About 30 minutes later he had not returned home, so we all got in the van and found him making his way slowly up the street. We picked him up and he was much better.
Important details: It's about a 10 minute walk from school to our house. We live on a military base so I feel like our neighborhood is very safe; a lot of kids his age walk home. He only had to cross 2 small streets to get home.
DS is pretty explosive, prone to tantrums and very emotional, which is part of the reason why I decided to just let him be.
What would you have done???


----------



## One_Girl (Feb 8, 2008)

If I have affirmed dd's feelings and she still is set on showing them dramatically I let my her go off somewhere and pout while I focused on having fun. If pouting is still going on when it is time to go or if dd is too disruptive in her pouting because she is trying to get attention I typically hold her hand first and then tell her it is time to go or tell her that she needs to go outside until she is done pouting. This prevents the running off and the need to argue or threats that I wouldn't follow through with and she will almost always decide to stop the show and return to normal very quickly.

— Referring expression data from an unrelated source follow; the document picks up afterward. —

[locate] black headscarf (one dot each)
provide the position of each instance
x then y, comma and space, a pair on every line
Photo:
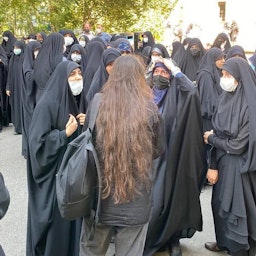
208, 84
94, 51
44, 36
98, 39
85, 38
118, 41
175, 47
207, 64
49, 56
220, 39
8, 45
243, 73
190, 64
161, 49
101, 75
145, 54
236, 50
81, 49
68, 47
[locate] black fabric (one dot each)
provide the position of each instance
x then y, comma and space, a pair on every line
4, 109
190, 64
101, 75
78, 181
94, 51
180, 171
15, 83
219, 40
8, 45
208, 84
68, 47
175, 47
81, 50
50, 55
28, 91
234, 51
48, 233
233, 200
179, 54
162, 49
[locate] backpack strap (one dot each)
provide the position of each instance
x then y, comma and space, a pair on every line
94, 110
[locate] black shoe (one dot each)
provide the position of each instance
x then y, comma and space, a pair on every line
212, 246
175, 251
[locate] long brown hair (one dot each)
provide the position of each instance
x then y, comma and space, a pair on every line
124, 132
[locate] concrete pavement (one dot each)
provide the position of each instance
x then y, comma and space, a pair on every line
13, 225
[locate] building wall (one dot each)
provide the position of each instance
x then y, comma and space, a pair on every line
205, 14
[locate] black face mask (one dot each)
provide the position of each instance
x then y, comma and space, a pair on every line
195, 52
161, 82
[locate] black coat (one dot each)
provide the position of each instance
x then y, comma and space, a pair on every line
181, 171
28, 91
48, 233
4, 106
15, 84
233, 200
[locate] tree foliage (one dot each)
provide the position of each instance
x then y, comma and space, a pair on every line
29, 16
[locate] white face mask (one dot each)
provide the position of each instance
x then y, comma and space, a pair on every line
98, 30
155, 58
76, 57
76, 87
68, 40
228, 84
82, 43
17, 51
145, 39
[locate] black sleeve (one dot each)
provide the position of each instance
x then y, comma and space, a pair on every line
158, 140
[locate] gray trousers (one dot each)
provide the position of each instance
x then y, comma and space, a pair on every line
129, 241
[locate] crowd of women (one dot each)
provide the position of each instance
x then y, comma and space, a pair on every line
166, 124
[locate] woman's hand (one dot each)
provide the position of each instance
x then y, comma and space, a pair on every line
71, 125
81, 118
206, 135
212, 176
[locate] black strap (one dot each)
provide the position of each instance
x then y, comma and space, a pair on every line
94, 110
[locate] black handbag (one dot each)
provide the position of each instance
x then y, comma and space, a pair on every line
78, 179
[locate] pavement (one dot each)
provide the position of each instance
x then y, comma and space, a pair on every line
13, 225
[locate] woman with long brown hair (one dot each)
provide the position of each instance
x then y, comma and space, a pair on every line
128, 138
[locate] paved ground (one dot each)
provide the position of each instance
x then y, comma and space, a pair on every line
13, 225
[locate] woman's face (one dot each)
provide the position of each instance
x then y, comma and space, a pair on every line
75, 75
219, 63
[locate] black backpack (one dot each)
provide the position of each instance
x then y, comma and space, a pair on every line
78, 186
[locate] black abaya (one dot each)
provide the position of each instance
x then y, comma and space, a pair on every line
48, 233
181, 171
233, 199
15, 84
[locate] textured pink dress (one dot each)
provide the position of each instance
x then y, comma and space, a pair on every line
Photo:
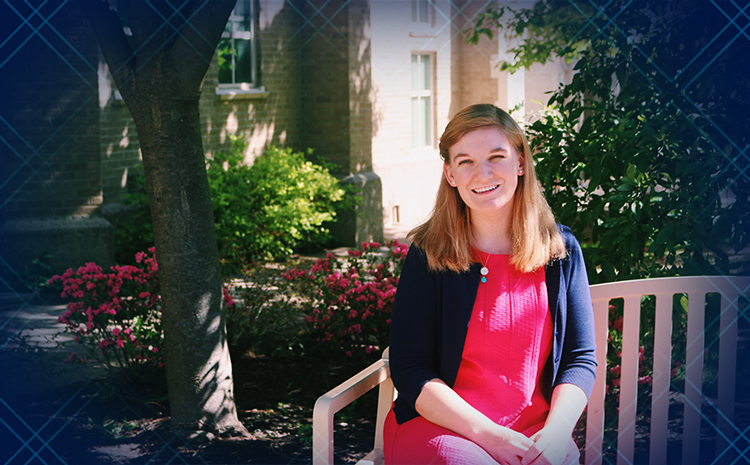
501, 374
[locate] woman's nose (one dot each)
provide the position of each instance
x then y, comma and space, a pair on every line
484, 170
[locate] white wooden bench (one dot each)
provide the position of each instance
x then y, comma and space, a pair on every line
733, 291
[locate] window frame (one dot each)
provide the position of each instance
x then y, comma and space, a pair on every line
420, 94
224, 88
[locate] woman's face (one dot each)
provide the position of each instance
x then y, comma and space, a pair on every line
484, 167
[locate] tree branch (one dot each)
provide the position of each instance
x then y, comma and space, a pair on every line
112, 40
199, 36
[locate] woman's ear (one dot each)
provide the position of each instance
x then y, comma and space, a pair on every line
447, 172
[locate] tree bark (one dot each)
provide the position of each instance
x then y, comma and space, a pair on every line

If you are fine with him walking home then I think you should offer him the choice of coming and having a ride or walking home and give him a minute to decide. That should probably be something you set up ahead of time though rather than on the spot. If he just needs to walk and it is safe for him to do so then I see no reason why that can't be something he is allowed to choose to do.


----------



## sgmom (Mar 5, 2009)

The title of this thread is "Natural Consequence", but I wanted to point out that this was not a natural consequence, but a punishment in disguise. A natural consequence is when your child refuses to wear shoes to walk to the car in the snow (her feet will get very cold), or to put on a jacket when it's pouring rain out (her clothes will get wet).

That said, I agree with One_Girl. I would have affirmed his feelings, then given him the choice to come with us, or walk home. What I would not have done (and I'm not saying that you did either), was gotten upset with him for his attitude, or leave him to deal with his emotions on his own.

It's not easy to deal with explosive emotional kids.


----------



## stik (Dec 3, 2003)

Given the circumstances you describe - safe environment, tantrum in an older child - I would have done what you did.

I think you might have been able to cut the show short by offering walking home as an option. That's a good option to keep in mind for next time.

Sgmom, your post made me wonder, what is the natural consequence for this kind of behavior?


----------



## MeepyCat (Oct 11, 2006)

Quote:


Originally Posted by *sgmom* 
The title of this thread is "Natural Consequence", but I wanted to point out that this was not a natural consequence, but a punishment in disguise. A natural consequence is when your child refuses to wear shoes to walk to the car in the snow (her feet will get very cold), or to put on a jacket when it's pouring rain out (her clothes will get wet).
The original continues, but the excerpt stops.